■■■「マーターズ MARTYRS」■■■
(60点/監禁サスペンス)
1971年のフランスの郊外のシャンフォールという町の路上で、リュシーという一人の少女が衰弱しきった状態で保護される。
警察や精神科医達は、廃工場で監禁されていた彼女に『誰がこんな事をしたのか』を問うが、心の傷の癒えない彼女の口からは、結局犯人の手がかりを得ることが出来ずに終わる。
それから15年後、心の傷のまだ癒えないリュシーは、かつて彼女をこんな目にあわせたと思しき人物を発見し、その人物への復讐を果たそうとするが…
正体不明の少女監禁事件をモチーフとした、フランス製の監禁ものサスペンスホラー映画。
うーん、何と言いますか『ひたすらエグい映画』ですな。
やっぱヨーロッパ系のホラーは、ノリがちょっと変な作品が多いのかなぁ?
良くも悪くも、非常に『ヨーロッパ系ホラー』らしく、かなり『独特のノリ』&『酷いお話』といったテイストの作品です。
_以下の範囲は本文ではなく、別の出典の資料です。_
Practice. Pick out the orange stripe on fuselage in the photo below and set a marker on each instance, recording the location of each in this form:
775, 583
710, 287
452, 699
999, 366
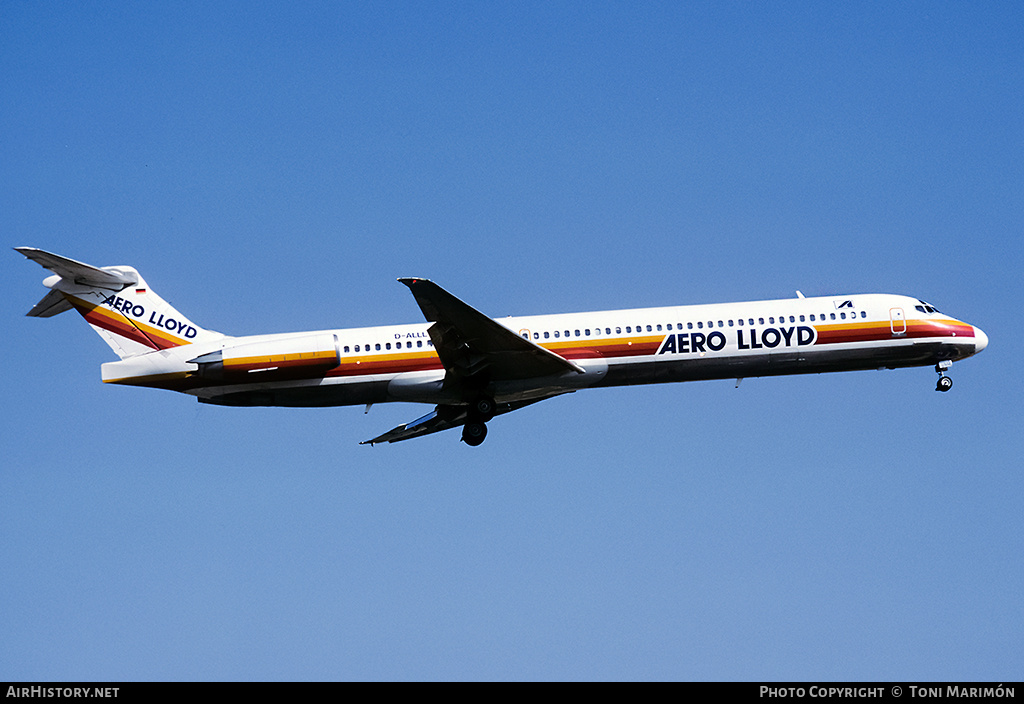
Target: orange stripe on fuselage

最初は『かつて監禁されて精神の壊れた少女が復讐をするバイオレンス系ホラー』なのかと思いきや、中盤からちょっと予想外の『監禁サスペンス』的な展開に…
ストーリーも有るような無いような内容で、『殉教(MARTYRS)』をネタとして扱うブラックユーモアのセンスや、容赦ないヒロインの自傷行為の表現など、それなりに面白い部分もあります。
ただ、全体的に救いが無いお話ですし、矢鱈と無駄にエグいパートが多いので、楽しめる部分以上に『見続けるのが苦痛』な部分が多いのは難点ですね。
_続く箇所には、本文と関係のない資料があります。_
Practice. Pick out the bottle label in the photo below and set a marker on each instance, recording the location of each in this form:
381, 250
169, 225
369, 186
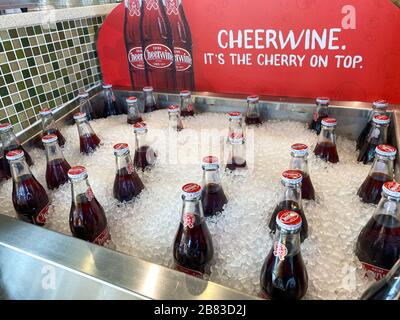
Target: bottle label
379, 273
280, 250
158, 56
102, 238
135, 58
183, 59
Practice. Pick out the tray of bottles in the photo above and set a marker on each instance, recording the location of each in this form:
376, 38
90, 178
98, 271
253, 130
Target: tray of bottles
233, 196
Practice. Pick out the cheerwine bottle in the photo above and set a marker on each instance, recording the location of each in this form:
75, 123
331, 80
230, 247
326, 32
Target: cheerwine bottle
30, 199
378, 244
133, 43
87, 219
381, 172
284, 275
157, 44
182, 44
193, 247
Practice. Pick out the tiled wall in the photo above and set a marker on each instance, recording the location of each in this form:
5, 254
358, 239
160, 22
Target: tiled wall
45, 66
とにかく『酷い映画』なので、そういうのが苦手な人が観たら途中で心が折れてしまうかも?
でも、オチとかも酷いオチではあるものの、割とカタルシスがあって面白い落とし方だとは思うんですけど…
どうでもいいですが、欧州系のホラー映画って基本的に『救いが無い話』が物凄く多い気がするんだけど、そういうノリの方がウケが良いんですかねぇ?
別にそういうオチも嫌いじゃないのですが、序盤で『救いの無さ』が見えてしまうと、途中を見続けるのがちょっと苦痛になってしまうのって私だけですか?
総評としましては、良くも悪くも『とにかく色々と酷い映画』って感じのノリの作品です。
プロットや設定はそこそこ面白いと思うのですが、酷く心の壊れたヒロインや、酷い目にあわされるヒロインの扱いに耐えられるならば、それなりに観ておく価値のある作品だと言えるでしょう。
…というか、むしろそういうノリが好きな人ならば、そこそこ楽しめる作品ではないかと思いますので、S属性の持ち主で酷く救いの無い話が大好きだと言う人であれば、割とオススメ出来る作品かもしれません。